The first few days I have to say that I liked the new situation. My routine had completely changed from one day to the next, and the change had taken place with open arms. Accustomed to the frenzy, I thought a break was going well, and I began to develop with great rigor the routines that I have already described.
"The first few days I have to say that I liked the new situation. My routine had completely changed from one day to the next, and the change had taken place with open arms. Accustomed to the frenzy, I thought I had a break, and I began to complete with great rigor the routines previously exposed.
So I started to see myself as a jumble. In order to follow all the recommendations, and in order to rationalize, I tried to lengthen as much as possible what I had in the pantry to make it the least exposed.

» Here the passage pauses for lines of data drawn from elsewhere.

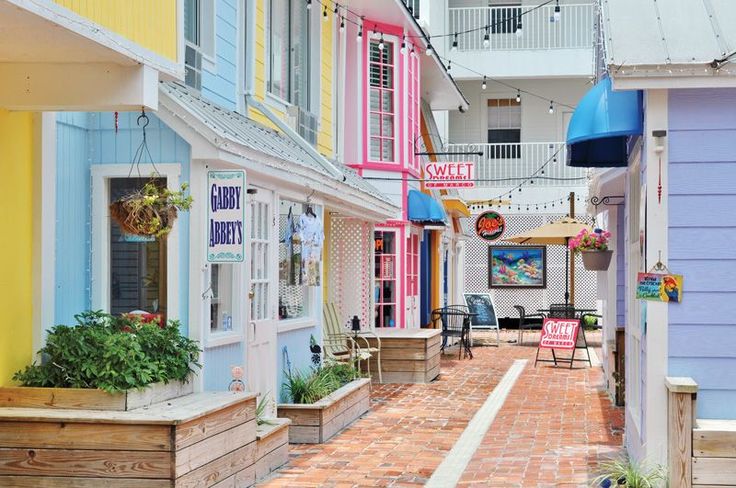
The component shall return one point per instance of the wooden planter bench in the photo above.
(315, 423)
(272, 446)
(196, 440)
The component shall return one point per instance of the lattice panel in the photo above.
(349, 279)
(476, 270)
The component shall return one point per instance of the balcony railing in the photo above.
(507, 165)
(540, 30)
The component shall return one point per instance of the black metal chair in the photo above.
(455, 323)
(525, 323)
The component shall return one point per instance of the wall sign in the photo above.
(490, 225)
(226, 216)
(559, 334)
(449, 175)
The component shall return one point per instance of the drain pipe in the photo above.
(252, 102)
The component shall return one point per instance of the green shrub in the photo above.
(113, 354)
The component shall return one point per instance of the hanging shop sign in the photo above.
(659, 287)
(226, 216)
(559, 334)
(449, 175)
(490, 225)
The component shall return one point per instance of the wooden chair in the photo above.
(337, 339)
(524, 322)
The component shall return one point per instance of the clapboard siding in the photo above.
(702, 230)
(84, 139)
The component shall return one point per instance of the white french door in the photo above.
(262, 295)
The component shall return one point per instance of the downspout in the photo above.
(282, 126)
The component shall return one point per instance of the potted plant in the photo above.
(593, 246)
(150, 211)
(627, 472)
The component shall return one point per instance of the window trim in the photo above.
(100, 288)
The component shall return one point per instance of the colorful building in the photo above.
(57, 56)
(662, 124)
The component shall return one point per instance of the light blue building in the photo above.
(244, 314)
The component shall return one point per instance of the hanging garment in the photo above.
(311, 233)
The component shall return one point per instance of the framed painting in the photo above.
(517, 267)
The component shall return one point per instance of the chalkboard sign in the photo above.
(482, 305)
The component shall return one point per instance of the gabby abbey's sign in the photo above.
(226, 216)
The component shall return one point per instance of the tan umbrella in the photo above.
(559, 233)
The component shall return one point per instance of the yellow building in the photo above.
(54, 56)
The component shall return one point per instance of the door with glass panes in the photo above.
(262, 322)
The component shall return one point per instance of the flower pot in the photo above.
(596, 260)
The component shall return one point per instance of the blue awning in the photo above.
(600, 126)
(424, 209)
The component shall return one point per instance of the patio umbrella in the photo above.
(559, 233)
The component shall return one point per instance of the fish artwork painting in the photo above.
(517, 266)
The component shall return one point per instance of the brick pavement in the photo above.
(553, 429)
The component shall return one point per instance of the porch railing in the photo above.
(504, 165)
(540, 30)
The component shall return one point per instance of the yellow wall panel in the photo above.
(150, 23)
(16, 222)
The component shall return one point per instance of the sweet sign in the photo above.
(559, 334)
(449, 175)
(226, 216)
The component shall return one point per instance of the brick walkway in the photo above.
(552, 430)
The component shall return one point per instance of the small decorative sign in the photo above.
(226, 216)
(449, 175)
(659, 287)
(559, 334)
(490, 225)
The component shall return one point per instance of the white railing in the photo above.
(540, 30)
(504, 165)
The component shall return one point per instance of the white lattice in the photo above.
(349, 276)
(476, 270)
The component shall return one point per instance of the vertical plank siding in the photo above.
(702, 167)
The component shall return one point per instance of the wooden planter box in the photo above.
(315, 423)
(272, 447)
(198, 440)
(90, 398)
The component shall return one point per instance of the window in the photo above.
(504, 127)
(381, 113)
(199, 37)
(504, 18)
(289, 46)
(294, 281)
(137, 264)
(385, 284)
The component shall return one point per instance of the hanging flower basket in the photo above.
(151, 211)
(596, 260)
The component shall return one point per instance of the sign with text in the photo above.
(226, 216)
(659, 287)
(559, 334)
(449, 175)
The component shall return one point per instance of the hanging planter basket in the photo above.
(596, 260)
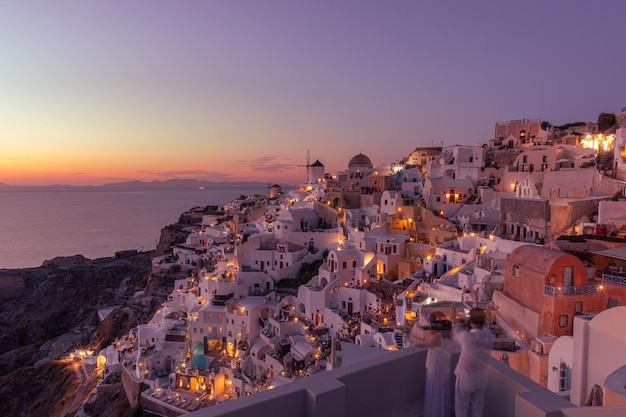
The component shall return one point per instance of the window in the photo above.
(565, 377)
(568, 272)
(578, 307)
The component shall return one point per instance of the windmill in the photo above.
(308, 166)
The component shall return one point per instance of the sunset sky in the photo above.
(103, 91)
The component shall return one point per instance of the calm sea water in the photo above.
(40, 224)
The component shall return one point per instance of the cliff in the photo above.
(47, 312)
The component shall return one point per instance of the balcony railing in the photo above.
(571, 290)
(614, 279)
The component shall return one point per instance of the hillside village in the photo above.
(355, 265)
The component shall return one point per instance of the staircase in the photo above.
(399, 338)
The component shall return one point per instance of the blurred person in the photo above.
(471, 370)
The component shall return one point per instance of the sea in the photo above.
(42, 223)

I felt that the outside temptations called me and, at the same time, giving up on them made me feel more comforting. What later was capricious, I turned it into dogma, and after all the exercises I repeated every day to keep my body in shape, once I had dusted, I ate some olives, although I didn't want to eat.
I also started listening and paying attention to the inner voice, which was already heard very low before, and closed an intimate deal. My soul and I were listening. So I started doing it all systematically. I was blindly following my designed plan, because I thought madness was haunting me. I was doing it all in such a systematic way that it left me time not to think of other things than me.
Slowly I realized that the I I knew was not the one I imagined, but much deeper and harder, and filled with knots. One by one, every time I unleashed a knot, I found something more about myself, and I got into that game as if we were talking about a drug.
Now I've excavated so much in my soul, because I'm lost, and I can't stop thinking about who I really am: the former, or the one I've found after digging so much into this gallery. It frightens me that when this is over, the one waiting for me outside does not accept it, nor do I accept the one outside.
The idea of metamorphosis appears in my head. What if what had happened to Gregory happened to me? What if I wake up from this long night turned into something else? They say that this crisis is going to be a radical change and that society is not going to remain as we have known it.
Now I'm scared to wake up to become an insect in this new society.